2. For 'price', standard deviation(367,127) is a large number. It seems not way too smaller than the mean(540,088), which indicates some individual prices may vary a lot from the mean. However, outliers may affect the mean as well.
3. For sqft_living, standard deviation(918) is way smaller than the mean(2079). It means most of individual living spaces do not vary a lot around the mean.
4. The mean of condition is more than 3.4. Most of properties have average-above conditions even though they do not have any Views.
5. Mean of the Waterfront(0.086517) is much less than the mean(0.5), which means most of properties are not living next to water.
6. The proerty built between the year of 1900 and the year of 2015.
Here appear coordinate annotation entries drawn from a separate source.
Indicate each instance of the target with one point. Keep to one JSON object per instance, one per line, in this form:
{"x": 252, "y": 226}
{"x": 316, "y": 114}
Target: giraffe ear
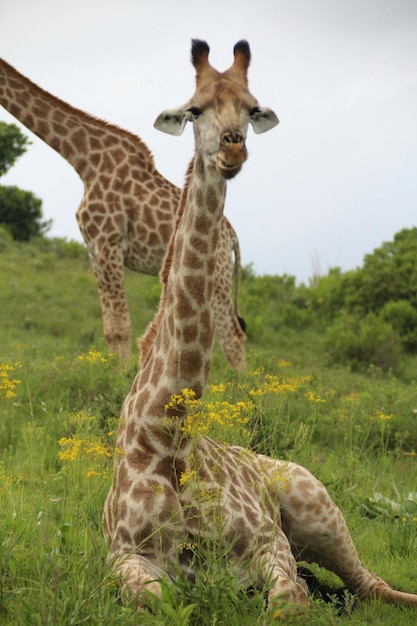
{"x": 263, "y": 119}
{"x": 172, "y": 121}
Let's see the distribution of the object variables

In [None]:
df_house.describe(include=['O'])

What the table above tells us:

1. 372 properties have been sold at the day of 23/06/2014, the frequency is 142.
2. There are total of 21613 different days

Let's see the distribution of the categorical variables

In [None]:
df_house.describe(include=['category'])

What the table above tells us:

1. there are 70 areas in King County
2. zipcode 98103 is the most hot area that selling properties, sold 602 times


# Step 2. Auditing and cleansing the loaded data

## Checking irregularities

#### Checking irregularity of zipcodes

In [None]:
df_house.zipcode.unique()

#### Checking irregularity of bathrooms

In [None]:
df_house.bathrooms.unique()

It is very common to see a beathroom is 0.25 or 0.5 or 0.75, just because what we consider a bathing facility does not exist doesn’t mean you can’t “bathe”. 

#### Checking irregularity of bedrooms

In [None]:
df_house.bedrooms.unique()

Holy crap, there are some houses with 33 bedrooms! I guess they are either hotels or palaces.

#### Checking irregularity of views

In [None]:
df_house.view.unique()

#### Checking irregularity of conditions

In [None]:
df_house.condition.unique()

#### Checking irregularity of year renovated

In [None]:
df_house.yr_renovated.unique()

#### Checking irregularity of waterfront

In [None]:
df_house.waterfront.unique()

#### Checking irregularity of grade

In [None]:
df_house.grade.unique()

Hey buddy, where is the grade 2?

#### Checking irregularity of floors

In [None]:
df_house.floors.unique()

The minimum floor is 1, and the reason it allows decimals might be because some of the house have a mezzanine or an attic, and some might be built on a slope.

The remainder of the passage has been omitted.